Housing research and consulting firm Metrostudy has announced that builders started construction of 1,480 single-family homes in the Tampa Bay area in the first quarter of this year, an increase of 46.2 per cent over the 1,012 units they started on during the same quarter last year, The Tampa Tribune has reported.
“I do think there’s a lot of pent-up demand, and the fact that interest rates are low, that has a lot to do with it,” the newspaper quotes Jennifer Doerfel, executive vice president of the Tampa Bay Builders Association.

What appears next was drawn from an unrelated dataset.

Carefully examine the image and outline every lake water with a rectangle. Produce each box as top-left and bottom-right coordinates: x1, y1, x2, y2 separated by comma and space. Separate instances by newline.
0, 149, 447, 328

Locally, the growth is starting to cause some growing pains in the housing industry. For months, builders have complained of a shortage of skilled laborers — now they are trying to build them back. The newspaper says the construction industry employed more than 95,000 people in the Tampa region in 2006 and now employs about 55,000.
The supply of developed lots is also declining. Hillsborough County, for example, has a 24.4-month supply of developed lots, considered at equilibrium.
“Because lot development is not keeping up with the new starts demand, lot supply could drop below an equilibrium level by mid-2014,” Tony Polito, a Metrostudy official in Tampa, said in a news release.
Land broker Bill Eshenbaugh said Standard Pacific Homes has aggressively bought up land in northern Hillsborough and southern Pasco counties lately for homes. It paid nearly $25 million for 675 acres in Wesley Chapel late last year, a substantial price but still far shy of the huge premiums builders were paying eight years ago.